Women are typically proficient multitaskers, more holistic in nature and relationship oriented. A clearly defined process along with communicated mutual expectations, thoroughly explained risks, significant education and explanation are required for a successful partnership with a woman’s financial planning team.
Ladies, don’t change a thing. Ask questions. Become engaged so you feel comfortable in the management of your money. Gentlemen, remember there is a softer side to the dollars and cents. Dialogue is a key ingredient to success along with great listening skills, consideration, care and results.
There are endless columns and articles written to give very basic financial advice geared toward women. While the advice is still good, these unexciting tips begin to sound like antiquated rules, which quite frankly, most of us are tired of hearing. Yes, we know we need to have an emergency fund, set financial goals, spend less money, pay off debts and save. We are reminded annually to check our credit score and create a budget. Again, all good points, but women demand grander advice and a strategic processes. Let’s add a refreshing twist to these old rules.
Six financial tips for women today:
- Become involved in the management of your money. Retain control of your hard earned and saved dollars. Do not blindly turn this money over to your spouse to manage and assume your spouse understands your goals. Your husband’s view of the future and retirement may look drastically differently from yours. At a minimum, work as a team to handle household finances.
- Discuss openly what you demand from your future and savings. Make a list of your individual or combined financial goals and objectives and then PRIORITIZE them. Does the sports car or vacation home take priority?

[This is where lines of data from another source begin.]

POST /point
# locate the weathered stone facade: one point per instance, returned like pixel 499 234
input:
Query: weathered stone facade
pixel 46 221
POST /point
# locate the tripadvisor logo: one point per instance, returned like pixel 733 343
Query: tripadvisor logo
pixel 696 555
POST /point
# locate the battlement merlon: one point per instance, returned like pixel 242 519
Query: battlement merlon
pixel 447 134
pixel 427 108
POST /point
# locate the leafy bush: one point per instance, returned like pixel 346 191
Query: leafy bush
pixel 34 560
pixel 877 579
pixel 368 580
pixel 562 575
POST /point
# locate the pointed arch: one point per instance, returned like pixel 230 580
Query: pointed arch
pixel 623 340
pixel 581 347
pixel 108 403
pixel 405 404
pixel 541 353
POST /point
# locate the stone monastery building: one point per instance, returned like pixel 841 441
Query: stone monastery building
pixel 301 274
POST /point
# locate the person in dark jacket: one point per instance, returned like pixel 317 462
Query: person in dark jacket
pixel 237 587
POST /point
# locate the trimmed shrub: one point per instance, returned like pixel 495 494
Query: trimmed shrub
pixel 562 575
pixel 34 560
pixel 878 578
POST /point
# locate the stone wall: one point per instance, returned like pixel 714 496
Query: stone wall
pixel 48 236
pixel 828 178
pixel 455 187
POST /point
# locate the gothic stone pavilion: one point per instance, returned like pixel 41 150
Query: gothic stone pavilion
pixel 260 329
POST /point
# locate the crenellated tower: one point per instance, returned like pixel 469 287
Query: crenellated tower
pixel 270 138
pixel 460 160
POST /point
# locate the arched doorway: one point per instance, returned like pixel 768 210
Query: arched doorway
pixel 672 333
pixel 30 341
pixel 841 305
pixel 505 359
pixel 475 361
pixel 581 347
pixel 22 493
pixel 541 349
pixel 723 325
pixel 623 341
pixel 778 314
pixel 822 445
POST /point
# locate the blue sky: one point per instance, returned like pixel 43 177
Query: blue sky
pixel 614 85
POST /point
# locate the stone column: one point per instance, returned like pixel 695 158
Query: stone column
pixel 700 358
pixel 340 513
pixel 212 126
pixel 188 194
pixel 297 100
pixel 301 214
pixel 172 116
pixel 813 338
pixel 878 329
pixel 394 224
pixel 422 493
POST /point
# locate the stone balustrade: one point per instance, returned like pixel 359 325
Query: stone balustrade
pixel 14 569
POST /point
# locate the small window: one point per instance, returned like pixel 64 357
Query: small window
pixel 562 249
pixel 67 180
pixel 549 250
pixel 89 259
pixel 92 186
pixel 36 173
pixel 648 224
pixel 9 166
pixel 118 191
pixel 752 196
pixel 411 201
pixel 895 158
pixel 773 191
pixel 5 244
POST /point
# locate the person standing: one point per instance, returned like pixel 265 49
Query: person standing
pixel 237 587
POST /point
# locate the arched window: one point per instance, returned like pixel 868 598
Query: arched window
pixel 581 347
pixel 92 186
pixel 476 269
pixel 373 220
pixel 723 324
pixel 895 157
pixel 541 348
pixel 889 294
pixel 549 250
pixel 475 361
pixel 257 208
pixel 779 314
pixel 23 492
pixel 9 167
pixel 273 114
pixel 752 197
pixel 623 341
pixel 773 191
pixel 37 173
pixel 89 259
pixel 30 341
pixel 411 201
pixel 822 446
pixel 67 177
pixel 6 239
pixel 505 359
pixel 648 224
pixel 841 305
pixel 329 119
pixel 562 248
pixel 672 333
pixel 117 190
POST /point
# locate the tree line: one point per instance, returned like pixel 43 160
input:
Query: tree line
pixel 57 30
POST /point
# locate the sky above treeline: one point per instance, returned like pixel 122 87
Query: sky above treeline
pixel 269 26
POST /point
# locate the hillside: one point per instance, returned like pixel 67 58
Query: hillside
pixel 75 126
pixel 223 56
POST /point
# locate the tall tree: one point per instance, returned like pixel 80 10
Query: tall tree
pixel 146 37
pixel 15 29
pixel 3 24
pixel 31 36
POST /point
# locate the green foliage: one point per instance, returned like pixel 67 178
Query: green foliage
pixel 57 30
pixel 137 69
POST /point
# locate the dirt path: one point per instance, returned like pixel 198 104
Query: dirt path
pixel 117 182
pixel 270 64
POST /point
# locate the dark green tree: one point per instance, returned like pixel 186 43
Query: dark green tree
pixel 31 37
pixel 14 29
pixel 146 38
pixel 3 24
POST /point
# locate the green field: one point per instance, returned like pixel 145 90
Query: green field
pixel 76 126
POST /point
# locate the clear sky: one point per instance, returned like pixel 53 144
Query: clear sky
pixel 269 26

Do we want to focus on traveling, home improvements or both? Continue to peel back the layer of each goal to truly synthesize it. Give each goal an estimated cost and value. Next, formulate an action plan for accomplishment.
- Discover your investment personality. Yes, you can align your investments with your values. This can range from socially responsible investing in green companies to buying stock in corporations that are charitable in nature. If providing education to children in developing countries is something you are passionate about, consider ways to align your personal passion with your investment initiatives.
- College Savings is Secondary to Retirement Savings. This point strikes a bit of controversy as placing our children’s needs behind our own goes against the grain. However, when planning and saving for the future, this is the rule. If you can save for both retirement and college simultaneously, great. If not, remember there are financial aid and loan options for college – not retirement.
- Negotiate a sizeable raise. If you don’t ask the answer is no. Do not assume that your boss is aware of all the value you have added. Highlight your contributions and negotiate a raise. Remember to start your discussion with a high number. It demonstrates confidence in yourself and your abilities. It commands respect and a more thorough discussion.
- Do not fear success. Many women have a secret fear of being financially successful. You have worked tremendously hard to build an amazing life for you and your family. Be proud of your accomplishments and let the world know how amazing and valuable you are.